Kevin Lynch and the GPS: Predicting the Culture of Navigation in 1960

A sense of ‘floating safely up in the air‘ (also: a flawless animation of the city-image – paths and nodes are highlighted, emphasis on edges, landmarks for quick reference, and outlines of districts for coherency; use of color to discriminate between the five elements.

Apparently, the sequence of shift and inversion produced a disembodied gaze. A sense of hovering above secure and stable ground, removed from the fragmentation and cluttering on street-level. As Hito Steyerl argues in The Wretched of the Screen it is not the illusion of stability that is in itself problematic – traditional maps create that illusion as well. Problematic is that the map takes priority over the territory. A Death Valley park ranger recounted a number of critical incidents of people following disused trails, disappearing into remote areas of the Californian desert: ‘It’s what I’m beginning to call death by GPS’, he said.

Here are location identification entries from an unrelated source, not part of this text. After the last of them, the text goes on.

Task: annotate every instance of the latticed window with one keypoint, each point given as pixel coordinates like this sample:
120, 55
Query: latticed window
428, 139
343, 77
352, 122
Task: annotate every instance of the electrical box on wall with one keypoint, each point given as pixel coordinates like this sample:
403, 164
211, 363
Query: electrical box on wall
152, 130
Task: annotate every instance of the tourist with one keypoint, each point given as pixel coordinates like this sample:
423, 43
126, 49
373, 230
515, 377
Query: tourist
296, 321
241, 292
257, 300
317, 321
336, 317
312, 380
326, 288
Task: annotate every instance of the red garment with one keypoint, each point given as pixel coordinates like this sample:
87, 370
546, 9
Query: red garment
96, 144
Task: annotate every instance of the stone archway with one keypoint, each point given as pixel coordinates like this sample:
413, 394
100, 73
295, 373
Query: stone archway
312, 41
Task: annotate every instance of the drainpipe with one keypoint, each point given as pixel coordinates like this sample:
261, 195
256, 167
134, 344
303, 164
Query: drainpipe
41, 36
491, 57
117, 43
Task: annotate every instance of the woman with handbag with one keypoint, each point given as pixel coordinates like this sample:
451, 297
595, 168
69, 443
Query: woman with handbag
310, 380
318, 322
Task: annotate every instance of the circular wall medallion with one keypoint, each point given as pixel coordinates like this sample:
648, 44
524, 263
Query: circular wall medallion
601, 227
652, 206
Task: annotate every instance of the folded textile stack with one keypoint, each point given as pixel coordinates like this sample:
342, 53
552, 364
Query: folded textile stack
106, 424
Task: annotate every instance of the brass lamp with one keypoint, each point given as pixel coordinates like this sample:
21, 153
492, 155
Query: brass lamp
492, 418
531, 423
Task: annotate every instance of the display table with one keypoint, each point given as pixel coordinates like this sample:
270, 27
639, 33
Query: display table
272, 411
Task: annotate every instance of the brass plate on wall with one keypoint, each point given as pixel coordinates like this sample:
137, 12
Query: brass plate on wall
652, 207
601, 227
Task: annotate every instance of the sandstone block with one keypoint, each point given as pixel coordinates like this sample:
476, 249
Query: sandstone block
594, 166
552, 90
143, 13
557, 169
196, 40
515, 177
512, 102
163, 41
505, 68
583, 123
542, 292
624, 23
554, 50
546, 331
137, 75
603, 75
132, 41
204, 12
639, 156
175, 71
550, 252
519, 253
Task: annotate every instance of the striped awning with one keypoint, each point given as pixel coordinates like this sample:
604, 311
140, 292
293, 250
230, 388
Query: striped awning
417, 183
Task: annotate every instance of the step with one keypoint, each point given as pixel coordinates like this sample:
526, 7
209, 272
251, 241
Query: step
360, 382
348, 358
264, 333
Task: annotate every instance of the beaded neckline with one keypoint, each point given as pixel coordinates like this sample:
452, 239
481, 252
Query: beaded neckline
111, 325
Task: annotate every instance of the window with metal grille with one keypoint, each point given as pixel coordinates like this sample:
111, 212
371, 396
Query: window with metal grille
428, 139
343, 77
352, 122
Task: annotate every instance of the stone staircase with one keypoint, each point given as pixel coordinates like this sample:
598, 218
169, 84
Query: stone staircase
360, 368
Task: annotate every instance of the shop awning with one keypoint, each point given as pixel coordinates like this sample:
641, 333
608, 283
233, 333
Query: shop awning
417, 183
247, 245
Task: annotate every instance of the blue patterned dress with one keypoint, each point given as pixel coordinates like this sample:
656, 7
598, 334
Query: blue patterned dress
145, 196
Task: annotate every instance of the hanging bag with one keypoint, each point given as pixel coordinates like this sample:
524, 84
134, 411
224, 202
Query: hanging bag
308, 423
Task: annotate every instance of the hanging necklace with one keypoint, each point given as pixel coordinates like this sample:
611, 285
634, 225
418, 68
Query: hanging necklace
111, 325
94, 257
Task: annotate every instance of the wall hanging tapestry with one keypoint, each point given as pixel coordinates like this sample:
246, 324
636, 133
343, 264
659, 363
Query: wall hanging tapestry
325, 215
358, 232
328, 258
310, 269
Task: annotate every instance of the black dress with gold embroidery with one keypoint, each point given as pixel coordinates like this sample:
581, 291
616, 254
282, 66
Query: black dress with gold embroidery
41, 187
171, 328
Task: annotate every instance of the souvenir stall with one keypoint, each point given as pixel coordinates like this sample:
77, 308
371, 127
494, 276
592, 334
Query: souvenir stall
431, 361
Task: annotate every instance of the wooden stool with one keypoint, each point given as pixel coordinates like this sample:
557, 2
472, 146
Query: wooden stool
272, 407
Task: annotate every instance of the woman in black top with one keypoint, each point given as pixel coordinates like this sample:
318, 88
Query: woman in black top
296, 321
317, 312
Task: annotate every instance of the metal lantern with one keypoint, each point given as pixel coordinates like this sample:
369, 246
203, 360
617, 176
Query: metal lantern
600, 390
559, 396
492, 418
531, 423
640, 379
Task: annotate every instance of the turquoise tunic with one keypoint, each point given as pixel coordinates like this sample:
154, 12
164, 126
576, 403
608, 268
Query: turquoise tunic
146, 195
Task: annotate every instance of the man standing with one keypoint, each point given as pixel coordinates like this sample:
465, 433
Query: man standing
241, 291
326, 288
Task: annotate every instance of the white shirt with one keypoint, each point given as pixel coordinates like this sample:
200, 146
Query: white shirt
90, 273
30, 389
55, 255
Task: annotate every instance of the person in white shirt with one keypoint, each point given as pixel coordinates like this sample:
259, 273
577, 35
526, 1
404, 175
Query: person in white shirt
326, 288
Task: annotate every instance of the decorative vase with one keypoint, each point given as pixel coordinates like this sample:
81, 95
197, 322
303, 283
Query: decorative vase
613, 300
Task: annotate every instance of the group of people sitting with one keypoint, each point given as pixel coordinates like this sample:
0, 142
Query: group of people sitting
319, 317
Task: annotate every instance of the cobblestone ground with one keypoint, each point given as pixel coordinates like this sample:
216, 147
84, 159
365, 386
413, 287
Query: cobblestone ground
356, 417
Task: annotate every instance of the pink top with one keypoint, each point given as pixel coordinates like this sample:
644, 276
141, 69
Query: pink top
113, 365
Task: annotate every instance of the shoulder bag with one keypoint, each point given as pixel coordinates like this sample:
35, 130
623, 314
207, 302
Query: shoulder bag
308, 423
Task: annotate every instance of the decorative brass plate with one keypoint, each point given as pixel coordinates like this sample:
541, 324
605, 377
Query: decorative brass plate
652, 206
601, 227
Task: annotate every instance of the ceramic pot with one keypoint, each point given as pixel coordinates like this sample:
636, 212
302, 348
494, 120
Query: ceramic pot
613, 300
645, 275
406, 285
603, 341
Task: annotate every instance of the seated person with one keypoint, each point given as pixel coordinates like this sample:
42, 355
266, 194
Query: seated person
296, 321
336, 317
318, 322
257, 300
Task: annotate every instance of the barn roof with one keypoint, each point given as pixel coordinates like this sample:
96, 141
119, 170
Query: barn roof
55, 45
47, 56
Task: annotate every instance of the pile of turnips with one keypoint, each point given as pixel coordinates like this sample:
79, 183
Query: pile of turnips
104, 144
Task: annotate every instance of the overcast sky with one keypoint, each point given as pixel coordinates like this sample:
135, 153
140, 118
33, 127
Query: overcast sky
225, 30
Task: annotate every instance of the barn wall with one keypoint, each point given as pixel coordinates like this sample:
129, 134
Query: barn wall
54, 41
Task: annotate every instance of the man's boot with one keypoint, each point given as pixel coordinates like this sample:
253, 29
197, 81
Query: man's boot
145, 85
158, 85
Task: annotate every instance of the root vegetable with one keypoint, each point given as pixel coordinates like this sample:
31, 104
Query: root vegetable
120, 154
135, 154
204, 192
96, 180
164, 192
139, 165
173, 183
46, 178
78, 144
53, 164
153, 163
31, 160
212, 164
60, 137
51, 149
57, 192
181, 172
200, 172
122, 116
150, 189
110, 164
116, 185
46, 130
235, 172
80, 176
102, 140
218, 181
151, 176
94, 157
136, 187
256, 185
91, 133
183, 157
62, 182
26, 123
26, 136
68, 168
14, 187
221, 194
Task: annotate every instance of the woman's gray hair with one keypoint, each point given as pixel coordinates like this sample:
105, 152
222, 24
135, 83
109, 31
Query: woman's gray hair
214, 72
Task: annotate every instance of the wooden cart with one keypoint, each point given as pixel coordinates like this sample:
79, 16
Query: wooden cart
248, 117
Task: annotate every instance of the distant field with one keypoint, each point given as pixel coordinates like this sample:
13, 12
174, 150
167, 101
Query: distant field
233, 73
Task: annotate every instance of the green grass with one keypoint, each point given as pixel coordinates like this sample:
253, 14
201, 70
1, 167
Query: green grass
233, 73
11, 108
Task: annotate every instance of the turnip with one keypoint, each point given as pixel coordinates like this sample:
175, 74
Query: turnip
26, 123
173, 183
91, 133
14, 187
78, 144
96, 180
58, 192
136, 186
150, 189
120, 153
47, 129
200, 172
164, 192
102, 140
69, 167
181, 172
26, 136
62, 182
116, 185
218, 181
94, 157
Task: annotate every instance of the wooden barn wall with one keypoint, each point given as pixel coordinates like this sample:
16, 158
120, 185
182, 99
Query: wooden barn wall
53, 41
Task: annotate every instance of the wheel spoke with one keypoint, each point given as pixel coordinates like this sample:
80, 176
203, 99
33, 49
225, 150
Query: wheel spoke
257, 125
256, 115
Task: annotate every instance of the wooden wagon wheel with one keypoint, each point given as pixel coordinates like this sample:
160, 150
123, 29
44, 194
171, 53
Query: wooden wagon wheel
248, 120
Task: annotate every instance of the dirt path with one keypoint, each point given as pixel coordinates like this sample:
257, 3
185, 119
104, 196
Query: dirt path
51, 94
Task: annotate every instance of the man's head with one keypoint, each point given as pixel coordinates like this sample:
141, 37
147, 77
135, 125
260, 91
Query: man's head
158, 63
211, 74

Lynch did issue the warning. ‘To become completely lost in the modern city is perhaps a rare experience’, he wrote, but once disorientation occurs ‘the sense of anxiety and even terror that accompanies it reveals to us how closely it is linked to our sense of balance and well-being’. One cannot help but view the Death Valley desert-case as emblematic of such anxiety. For Lynch, external support was meant to complement the mental image not supersede it, it was meant  to heighten the observer’s attention and enrich the experience of the landscape, whereas today’s routine achieves just the opposite.